The depth of the petroglyphs lets them endure over years

Petroglyphs (literally rock carvings) remind those who see them that there were people in this part of the desert Southwest long before the Europeans, Russians, and Scandinavians set eyes on the Pacific and Atlantic shores. Even a novice like me can recognize some of the stories told through these images. Sun and moons mark time. Lizards and Great Horned Sheep repeatedly appear, showing how they populated the mountains around the Las Vegas Valley. Other images might be religious or community calendars, while still others are mysteries to the casual observer.

This one is low to the ground and might represent a person? Maybe a child?
This one is a mystery to me
My favorite from this day: a mama big horned sheep and two lambs.

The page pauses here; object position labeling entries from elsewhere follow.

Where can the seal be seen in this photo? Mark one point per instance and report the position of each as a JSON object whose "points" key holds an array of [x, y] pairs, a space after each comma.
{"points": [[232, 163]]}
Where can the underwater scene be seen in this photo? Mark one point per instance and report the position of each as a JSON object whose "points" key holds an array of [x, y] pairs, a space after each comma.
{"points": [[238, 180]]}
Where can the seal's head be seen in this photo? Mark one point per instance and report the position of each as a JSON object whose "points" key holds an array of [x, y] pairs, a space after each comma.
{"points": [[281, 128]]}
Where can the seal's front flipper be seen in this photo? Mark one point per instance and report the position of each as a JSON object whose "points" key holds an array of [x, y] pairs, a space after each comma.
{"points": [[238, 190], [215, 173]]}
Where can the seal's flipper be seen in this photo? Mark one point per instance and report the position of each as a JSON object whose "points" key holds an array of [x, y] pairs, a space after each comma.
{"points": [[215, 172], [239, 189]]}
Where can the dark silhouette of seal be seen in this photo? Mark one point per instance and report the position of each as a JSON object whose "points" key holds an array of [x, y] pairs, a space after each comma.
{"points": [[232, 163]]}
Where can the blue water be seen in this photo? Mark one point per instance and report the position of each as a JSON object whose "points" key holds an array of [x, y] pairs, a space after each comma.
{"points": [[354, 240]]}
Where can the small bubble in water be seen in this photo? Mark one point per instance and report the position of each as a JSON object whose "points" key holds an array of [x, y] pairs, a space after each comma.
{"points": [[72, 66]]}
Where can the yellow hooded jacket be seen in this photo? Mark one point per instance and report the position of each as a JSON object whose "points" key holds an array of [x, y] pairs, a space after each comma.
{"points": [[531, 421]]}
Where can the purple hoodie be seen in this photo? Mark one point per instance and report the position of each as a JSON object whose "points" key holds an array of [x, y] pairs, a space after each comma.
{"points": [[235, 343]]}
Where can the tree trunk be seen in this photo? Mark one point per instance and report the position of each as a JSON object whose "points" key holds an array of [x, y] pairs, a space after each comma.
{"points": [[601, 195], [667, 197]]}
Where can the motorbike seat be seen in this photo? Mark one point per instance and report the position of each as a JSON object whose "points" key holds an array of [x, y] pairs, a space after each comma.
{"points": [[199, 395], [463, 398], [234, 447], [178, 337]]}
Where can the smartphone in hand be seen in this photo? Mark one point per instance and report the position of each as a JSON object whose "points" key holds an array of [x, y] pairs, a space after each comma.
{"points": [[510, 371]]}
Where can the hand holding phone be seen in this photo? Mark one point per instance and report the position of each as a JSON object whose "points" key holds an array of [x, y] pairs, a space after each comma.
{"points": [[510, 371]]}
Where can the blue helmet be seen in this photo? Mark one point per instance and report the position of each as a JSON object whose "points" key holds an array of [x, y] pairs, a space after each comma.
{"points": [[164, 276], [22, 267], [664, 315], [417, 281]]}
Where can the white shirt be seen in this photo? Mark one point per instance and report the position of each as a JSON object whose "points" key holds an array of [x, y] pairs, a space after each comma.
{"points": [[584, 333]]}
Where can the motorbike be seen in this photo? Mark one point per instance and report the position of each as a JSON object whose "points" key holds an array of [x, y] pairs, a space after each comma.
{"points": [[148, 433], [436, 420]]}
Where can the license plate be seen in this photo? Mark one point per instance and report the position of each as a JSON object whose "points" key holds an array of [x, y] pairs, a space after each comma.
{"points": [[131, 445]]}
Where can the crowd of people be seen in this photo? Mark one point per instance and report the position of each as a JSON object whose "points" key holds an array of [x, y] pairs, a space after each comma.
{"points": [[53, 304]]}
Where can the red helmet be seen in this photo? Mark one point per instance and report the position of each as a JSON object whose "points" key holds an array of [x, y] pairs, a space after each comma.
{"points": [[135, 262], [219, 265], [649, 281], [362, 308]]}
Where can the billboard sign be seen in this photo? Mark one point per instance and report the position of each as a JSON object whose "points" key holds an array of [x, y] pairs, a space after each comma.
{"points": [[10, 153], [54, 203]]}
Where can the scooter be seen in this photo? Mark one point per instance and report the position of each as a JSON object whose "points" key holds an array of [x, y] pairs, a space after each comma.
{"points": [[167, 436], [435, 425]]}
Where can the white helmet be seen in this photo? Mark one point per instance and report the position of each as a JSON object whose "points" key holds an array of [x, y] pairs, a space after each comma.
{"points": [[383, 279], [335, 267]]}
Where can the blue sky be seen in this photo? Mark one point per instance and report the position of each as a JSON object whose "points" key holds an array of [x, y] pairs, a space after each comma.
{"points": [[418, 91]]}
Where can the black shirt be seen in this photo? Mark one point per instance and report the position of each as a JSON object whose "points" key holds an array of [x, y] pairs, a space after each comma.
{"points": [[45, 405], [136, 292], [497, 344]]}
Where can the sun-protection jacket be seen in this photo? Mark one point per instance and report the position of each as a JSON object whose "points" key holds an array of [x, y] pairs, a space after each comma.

They do tell stories, though. Story is and always has been an essential hallmark of humanity. I may not understand the particulars of these stories, but I do appreciate that people were here. Families lived and worked and ate and dreamed here then the same way they do now. Children ran and played. Women chatted about the antics of the children and the ways the men showed off. Perhaps the women shared recipes for treating sunburns or illnesses or injuries. Did the men look to the east to test the weather for the day? Did they exchange hunting stories and compare conquests? I see these traces of human stories and my imagination fills in the empty places. I see women huddled around cooking fires while children chase lambs up and down the rugged hills. Men stand away from the women and children, planning the next hunt or the next trip over the mountain to trade with their cousin Paiutes. One nods to another, indicating a need to repair one of the community lodges. Perhaps one makes a joke and they all laugh. The artist among them, inspired by the children chasing the lambs, carves an image of a mother sheep with her kids running from the children, not in fear, but in playfulness.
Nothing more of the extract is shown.